I am impressed: this Spider is clearly well-educated, not just in mathematics. She knows her clichés and sayings.

“Does that mean,” I ask, “if an awesome student correctly answers 40 assignment questions in a row then he will get a very difficult exam?”

“Exactly.”

“Hang on, what if an awesome student deliberately flunks the assignments …”

“Well … we could give the exam less weight than assignments,” the Spider responds somewhat nervously. “Then there is no advantage to tanking the assignments.”

“That’s Dandy!”

“For this to work,” continues Ms. Spider, “we have to come up with some way of measuring the difficulty of certain questions.”

“I understand,”

I mull over this for a while. We all know that students can be graded according to some chosen system. For instance, a math student can be Outstanding, Exceeds Expectations, Acceptable, Poor, Dreadful or Troll. But how can we grade certain questions?

The Spider writes two math questions on a sheet of paper:

mathquestionz

“Which of these problems is harder?” asks Ms. Spider.

“I think both are equally easy.
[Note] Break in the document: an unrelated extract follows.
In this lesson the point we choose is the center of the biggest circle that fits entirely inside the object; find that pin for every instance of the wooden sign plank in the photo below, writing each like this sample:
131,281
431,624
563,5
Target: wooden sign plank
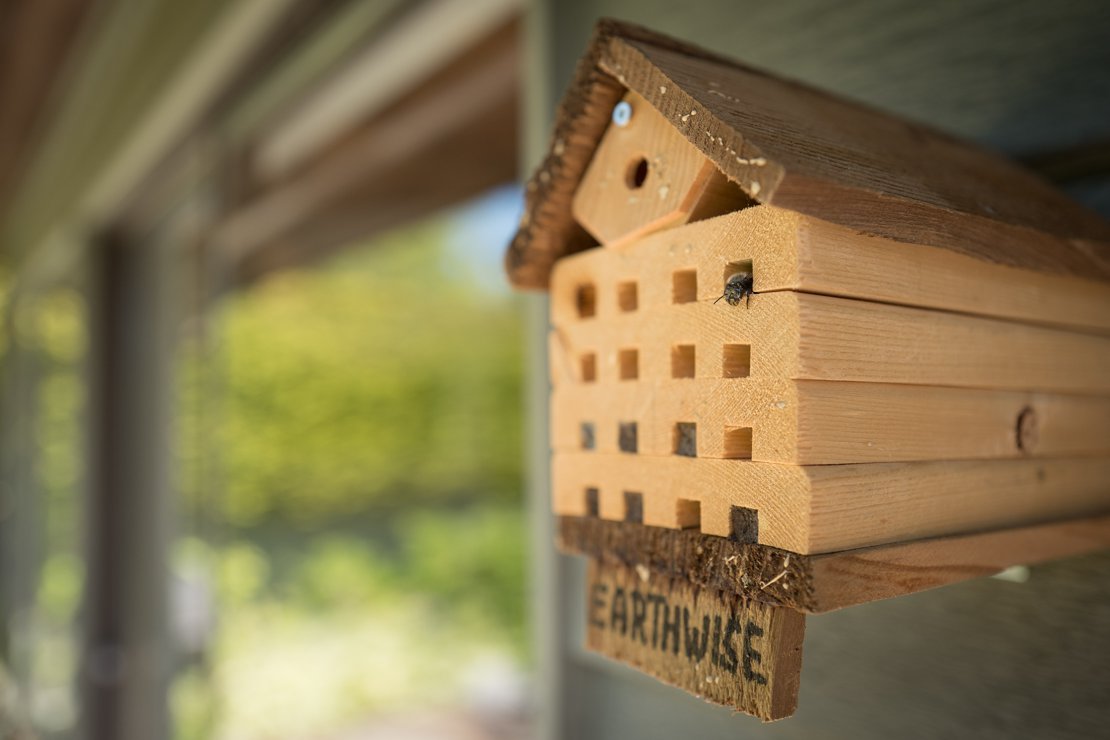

After all, I participated in the International Mathematical Olympiad many years ago.”

Somehow, I think that was not the answer Ms. Spider expected.
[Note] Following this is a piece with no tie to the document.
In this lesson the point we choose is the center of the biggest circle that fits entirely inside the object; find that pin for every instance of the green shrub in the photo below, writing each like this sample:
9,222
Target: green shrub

Behind us, a monkey, eagle, mouse, elephant, lion and jackal are enjoying some Texas Holdem. As usual, the monkey has squandered away all his chips early, and the Eagle is schooling the rest of the field, having accumulated more than half the chips in play. The Spider eyes them warily: clearly they should not be privy to our discussion.

“You see,” says Ms. Spider. “Sometimes I find it hard to judge the difficulty of a single question. For instance, I expect problem X to be easier than Y, but for some reason the reverse holds when I mark the assignments.”
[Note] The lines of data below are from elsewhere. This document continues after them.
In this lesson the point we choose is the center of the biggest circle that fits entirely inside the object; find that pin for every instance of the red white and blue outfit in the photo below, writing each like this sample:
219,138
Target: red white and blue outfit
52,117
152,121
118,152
I mull over Ms Spider’s words. I am not really in a position to judge, given I have never marked any student assignments.

“I have an idea,” says Ms. Spider. “Let’s draw a table”

pic1

“For simplicity,” says Ms. Spider. “Let’s assume each question is either marked correct or not correct, hence there are no partial marks. I use blank instead of 0 for ease of reading. Sam is an awesome student since she answered most questions correctly. Owen is a Stupid student because he only scored 2 out of 9. Each individual is represented by a single row.”

“Okay.”

“But there is no reason we can’t do the same with columns if you pardon the double negative. For instance, only six people solved problem 8 but nine solved problem 9. Therefore problem 9 is harder than  problem 8 …”

“So even if you don’t understand the questions themselves you can still say things like Debbie is better than Anna”

“Exactly,” replies Ms. Spider.

“With 18 students and 9 problems, you don’t have a lot of data”

It’s a stupid observation, I know – but I am only trying to buy time as I try to digest her ideas.

“Well, the same logic applies if we had 1800 students and 900 problems.”

“I think I understand,” I say. “It’s like some kind of Mechanical Turk. Previous students have tried these questions (and of course you don’t have to pay them to do these exams!), so you can work out which questions are easy or hard.”

“Wasn’t the Mechanical Turk some kind of fake chess-playing machine by Wolfgang von Kempelen? What a disgraceful idea! I would never try to cheat chess players like that”.

Okay, didn’t see that one coming. We need to agree on a definition of Mechanical Turk.

“Do you think your students will eventually find out their exam papers are different?”

“That shouldn’t be an issue,” says Ms. Spider, as she squirms in her seat. “If a poor student finds out, he has no reason to complain. If a good student finds out then deep down in his heart he already knows he is better than the poor student, so the exam result doesn’t matter.”

Somehow I think her logic is very, very, unsatisfactory. But I do know that many of the greatest insights precisely come from those who are willing to suggest ideas that sound utterly outrageous. For instance Rivest, Shamir and Adleman are your average computer scientists, but with a bit of luck they might one day become famous, known to every student of cryptography. So I should cut her some slack.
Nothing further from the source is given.